About

A writer, a teacher, and a counselor who has been inside the schools.

Zelda Thomas

I am Zelda Thomas. For more than twenty years I have worked with students as a teacher, editor, and college counselor, drawing out what is real and specific in their thinking and helping them shape it into something an admissions reader will want to read.

I hold an M.Ed from Teachers College, Columbia University, and am finishing my College Counseling certification at the University of San Diego. Before counseling full time, I taught high school English at The Blake School in Minneapolis and Stamford High School in Connecticut.

I attended Sarah Lawrence and Columbia, spent summers at Harvard, lived inside Yale and Williams for stretches of time, and have built real relationships with admissions officers at schools across the country.
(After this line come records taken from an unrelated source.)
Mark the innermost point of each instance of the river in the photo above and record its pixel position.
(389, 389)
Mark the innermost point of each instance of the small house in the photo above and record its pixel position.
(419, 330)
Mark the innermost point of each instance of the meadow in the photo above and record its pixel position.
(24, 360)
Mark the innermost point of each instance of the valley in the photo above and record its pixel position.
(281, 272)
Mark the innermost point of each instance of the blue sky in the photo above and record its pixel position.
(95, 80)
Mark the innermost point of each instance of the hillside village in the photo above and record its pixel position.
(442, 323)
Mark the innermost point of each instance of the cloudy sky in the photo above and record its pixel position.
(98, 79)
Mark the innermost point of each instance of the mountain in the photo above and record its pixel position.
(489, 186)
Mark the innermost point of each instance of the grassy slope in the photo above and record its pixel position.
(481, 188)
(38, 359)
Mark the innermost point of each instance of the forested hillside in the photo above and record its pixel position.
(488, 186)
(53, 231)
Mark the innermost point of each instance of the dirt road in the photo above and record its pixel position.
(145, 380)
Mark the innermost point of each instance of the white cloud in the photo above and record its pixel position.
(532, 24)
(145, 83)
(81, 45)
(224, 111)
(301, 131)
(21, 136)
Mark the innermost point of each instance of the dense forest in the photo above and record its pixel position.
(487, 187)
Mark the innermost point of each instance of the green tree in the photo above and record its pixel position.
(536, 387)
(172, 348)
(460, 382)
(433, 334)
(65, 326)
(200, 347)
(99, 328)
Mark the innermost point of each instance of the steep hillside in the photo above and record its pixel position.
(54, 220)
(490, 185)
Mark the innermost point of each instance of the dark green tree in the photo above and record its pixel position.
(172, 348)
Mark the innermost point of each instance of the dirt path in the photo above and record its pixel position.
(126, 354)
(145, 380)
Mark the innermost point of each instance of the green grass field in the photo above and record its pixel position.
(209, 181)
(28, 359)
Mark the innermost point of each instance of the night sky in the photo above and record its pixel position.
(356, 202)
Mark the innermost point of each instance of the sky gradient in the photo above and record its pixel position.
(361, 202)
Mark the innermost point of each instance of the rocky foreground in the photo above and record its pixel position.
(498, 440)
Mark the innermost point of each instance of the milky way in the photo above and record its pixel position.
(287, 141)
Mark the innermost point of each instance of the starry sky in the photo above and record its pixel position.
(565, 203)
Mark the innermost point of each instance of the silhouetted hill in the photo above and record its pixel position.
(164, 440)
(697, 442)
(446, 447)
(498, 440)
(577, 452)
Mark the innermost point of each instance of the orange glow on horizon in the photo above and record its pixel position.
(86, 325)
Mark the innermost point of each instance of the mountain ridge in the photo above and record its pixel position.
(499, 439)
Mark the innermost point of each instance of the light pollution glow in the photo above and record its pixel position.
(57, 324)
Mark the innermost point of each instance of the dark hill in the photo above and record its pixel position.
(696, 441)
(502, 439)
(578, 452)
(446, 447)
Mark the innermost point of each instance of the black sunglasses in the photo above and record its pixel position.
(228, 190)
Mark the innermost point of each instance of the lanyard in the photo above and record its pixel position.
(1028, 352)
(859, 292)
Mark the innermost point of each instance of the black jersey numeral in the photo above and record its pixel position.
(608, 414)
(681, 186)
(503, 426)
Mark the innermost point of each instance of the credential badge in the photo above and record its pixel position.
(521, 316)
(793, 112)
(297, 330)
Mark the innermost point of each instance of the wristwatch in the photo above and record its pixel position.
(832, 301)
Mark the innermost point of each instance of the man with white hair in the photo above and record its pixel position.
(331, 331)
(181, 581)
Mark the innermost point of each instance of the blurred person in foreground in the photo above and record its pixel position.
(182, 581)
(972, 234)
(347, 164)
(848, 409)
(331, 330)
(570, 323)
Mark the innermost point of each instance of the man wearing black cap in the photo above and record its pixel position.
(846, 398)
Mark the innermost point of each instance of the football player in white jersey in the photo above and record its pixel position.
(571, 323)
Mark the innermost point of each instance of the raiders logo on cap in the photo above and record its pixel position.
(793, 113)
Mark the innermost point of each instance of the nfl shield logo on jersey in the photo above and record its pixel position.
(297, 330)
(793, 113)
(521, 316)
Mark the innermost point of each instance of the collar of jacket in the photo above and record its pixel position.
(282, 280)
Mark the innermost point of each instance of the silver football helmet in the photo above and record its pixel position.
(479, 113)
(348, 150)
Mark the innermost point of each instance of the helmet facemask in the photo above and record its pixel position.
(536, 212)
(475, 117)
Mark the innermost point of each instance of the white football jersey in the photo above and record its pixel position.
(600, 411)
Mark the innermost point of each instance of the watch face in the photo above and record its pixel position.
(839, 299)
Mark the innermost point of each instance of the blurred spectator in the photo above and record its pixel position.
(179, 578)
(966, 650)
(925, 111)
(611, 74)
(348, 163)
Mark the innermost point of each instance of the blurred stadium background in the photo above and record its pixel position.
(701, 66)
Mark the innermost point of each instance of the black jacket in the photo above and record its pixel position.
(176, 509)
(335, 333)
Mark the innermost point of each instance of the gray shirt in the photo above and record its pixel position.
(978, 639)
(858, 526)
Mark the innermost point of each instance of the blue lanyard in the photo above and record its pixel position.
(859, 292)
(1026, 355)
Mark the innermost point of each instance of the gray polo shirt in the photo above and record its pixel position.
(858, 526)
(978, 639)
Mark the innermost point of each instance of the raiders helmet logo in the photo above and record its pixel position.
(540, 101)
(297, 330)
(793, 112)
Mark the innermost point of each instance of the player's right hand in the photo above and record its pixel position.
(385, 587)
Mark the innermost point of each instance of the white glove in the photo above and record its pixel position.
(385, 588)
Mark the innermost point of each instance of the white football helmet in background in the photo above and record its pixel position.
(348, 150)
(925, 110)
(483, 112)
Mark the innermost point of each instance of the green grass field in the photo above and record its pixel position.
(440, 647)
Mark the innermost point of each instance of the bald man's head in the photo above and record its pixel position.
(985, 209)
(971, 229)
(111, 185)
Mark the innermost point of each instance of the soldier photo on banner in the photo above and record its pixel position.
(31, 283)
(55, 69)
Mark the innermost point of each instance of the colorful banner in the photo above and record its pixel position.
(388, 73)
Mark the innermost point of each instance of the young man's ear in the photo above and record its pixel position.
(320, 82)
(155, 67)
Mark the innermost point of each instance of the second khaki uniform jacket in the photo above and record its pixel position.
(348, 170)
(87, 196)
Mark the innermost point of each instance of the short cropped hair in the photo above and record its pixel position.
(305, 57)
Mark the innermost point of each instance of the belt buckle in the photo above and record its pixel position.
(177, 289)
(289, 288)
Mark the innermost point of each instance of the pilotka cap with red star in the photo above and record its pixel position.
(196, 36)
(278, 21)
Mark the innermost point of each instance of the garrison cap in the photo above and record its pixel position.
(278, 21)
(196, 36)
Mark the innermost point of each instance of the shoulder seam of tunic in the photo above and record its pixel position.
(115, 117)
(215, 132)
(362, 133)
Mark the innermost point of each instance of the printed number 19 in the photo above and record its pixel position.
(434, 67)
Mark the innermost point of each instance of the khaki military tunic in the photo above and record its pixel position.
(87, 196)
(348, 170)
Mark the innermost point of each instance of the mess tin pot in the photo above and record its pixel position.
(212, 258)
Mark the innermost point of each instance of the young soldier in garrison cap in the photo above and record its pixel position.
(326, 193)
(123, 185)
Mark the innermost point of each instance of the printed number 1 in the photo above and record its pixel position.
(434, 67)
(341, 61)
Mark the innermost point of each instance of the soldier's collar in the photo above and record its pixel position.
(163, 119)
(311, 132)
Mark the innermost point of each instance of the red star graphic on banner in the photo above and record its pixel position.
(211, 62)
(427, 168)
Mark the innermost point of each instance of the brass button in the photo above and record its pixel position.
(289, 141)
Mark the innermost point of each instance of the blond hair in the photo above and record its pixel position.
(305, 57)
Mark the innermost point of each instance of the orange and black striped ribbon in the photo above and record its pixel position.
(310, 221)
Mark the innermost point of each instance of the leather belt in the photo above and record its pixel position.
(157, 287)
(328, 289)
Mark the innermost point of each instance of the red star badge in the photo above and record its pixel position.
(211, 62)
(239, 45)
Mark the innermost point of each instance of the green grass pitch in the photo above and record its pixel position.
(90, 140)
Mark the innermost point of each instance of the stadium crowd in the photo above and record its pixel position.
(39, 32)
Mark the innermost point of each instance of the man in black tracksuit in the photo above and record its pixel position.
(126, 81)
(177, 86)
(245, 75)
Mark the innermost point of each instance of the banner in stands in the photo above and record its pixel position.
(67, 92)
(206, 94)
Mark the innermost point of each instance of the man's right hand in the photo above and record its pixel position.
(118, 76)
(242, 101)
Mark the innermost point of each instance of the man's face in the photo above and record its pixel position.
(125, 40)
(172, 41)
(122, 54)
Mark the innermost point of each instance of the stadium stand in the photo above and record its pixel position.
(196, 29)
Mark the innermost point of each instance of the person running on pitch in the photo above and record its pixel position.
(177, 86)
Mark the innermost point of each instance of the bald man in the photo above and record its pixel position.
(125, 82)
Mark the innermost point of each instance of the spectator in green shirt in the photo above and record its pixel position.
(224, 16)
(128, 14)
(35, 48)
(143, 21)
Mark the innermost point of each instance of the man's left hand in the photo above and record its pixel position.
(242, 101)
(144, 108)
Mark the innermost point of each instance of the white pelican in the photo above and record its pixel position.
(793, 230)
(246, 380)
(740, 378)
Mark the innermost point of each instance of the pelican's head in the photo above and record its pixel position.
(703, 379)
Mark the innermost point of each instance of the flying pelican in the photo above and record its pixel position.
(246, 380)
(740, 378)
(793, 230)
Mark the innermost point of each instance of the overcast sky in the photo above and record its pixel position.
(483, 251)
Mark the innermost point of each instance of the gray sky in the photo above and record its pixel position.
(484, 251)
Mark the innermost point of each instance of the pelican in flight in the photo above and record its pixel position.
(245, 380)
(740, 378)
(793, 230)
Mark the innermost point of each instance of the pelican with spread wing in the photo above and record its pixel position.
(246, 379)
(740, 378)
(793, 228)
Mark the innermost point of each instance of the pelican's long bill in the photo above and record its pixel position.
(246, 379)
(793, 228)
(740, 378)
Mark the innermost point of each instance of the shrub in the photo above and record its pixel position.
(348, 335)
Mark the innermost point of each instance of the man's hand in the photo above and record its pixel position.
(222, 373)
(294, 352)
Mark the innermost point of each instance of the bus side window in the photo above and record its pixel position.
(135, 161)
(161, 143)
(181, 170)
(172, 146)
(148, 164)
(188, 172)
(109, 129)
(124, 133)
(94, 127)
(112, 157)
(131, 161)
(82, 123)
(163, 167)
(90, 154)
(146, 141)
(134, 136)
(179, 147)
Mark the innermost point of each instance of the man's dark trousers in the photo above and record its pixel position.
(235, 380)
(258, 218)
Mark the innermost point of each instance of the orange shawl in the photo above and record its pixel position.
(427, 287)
I am a member of the Independent Educational Consultants Association (IECA), the National Association for College Admission Counseling (NACAC), and the Midwest Association for College Admission Counseling (MACAC).

Born in Mexico and shaped by a life lived across continents, I bring a globally minded perspective to every student I work with. After a year in Milan, I now serve families in Europe applying to American universities, American families drawn to the rich landscape of English-taught programs across Europe, and students from anywhere in the world navigating an increasingly international set of choices.

I am also the mother of three. I have walked the college process twice already, once to Columbia and once to the Savannah College of Art and Design, and I am now in it again with my eighth grader, who is doing everything he can to be himself in an authentic way and building independent pursuits over his summers. I know this road from the inside, as a parent as well as a counselor.

Education

BA, Sarah Lawrence College · M.Ed, Teachers College, Columbia

Certification

College Counseling Program, University of San Diego

Affiliations

Member, NACAC · IECA · MACAC

Why an independent counselor

What an independent college counselor actually does. And why the right credentials matter.

An independent college counselor works one-on-one with a family, outside the school system, with the time and focus that an overstretched high-school office cannot offer. The job is to know your student deeply, build a college list that genuinely fits, shape the academic and extracurricular path that gets them there, and guide the writing and applications from first draft to final decision.

Anyone can call themselves a college counselor. The reason to insist on an IECA, NACAC, and MACAC member is that those organizations require formal training, ongoing professional development, hundreds of documented campus visits, direct relationships with admissions offices, and a strict ethical code. Membership is not handed out, it is earned, maintained, and accountable.

IECA · Independent Educational Consultants Association. NACAC · National Association for College Admission Counseling. MACAC · Midwest Association for College Admission Counseling.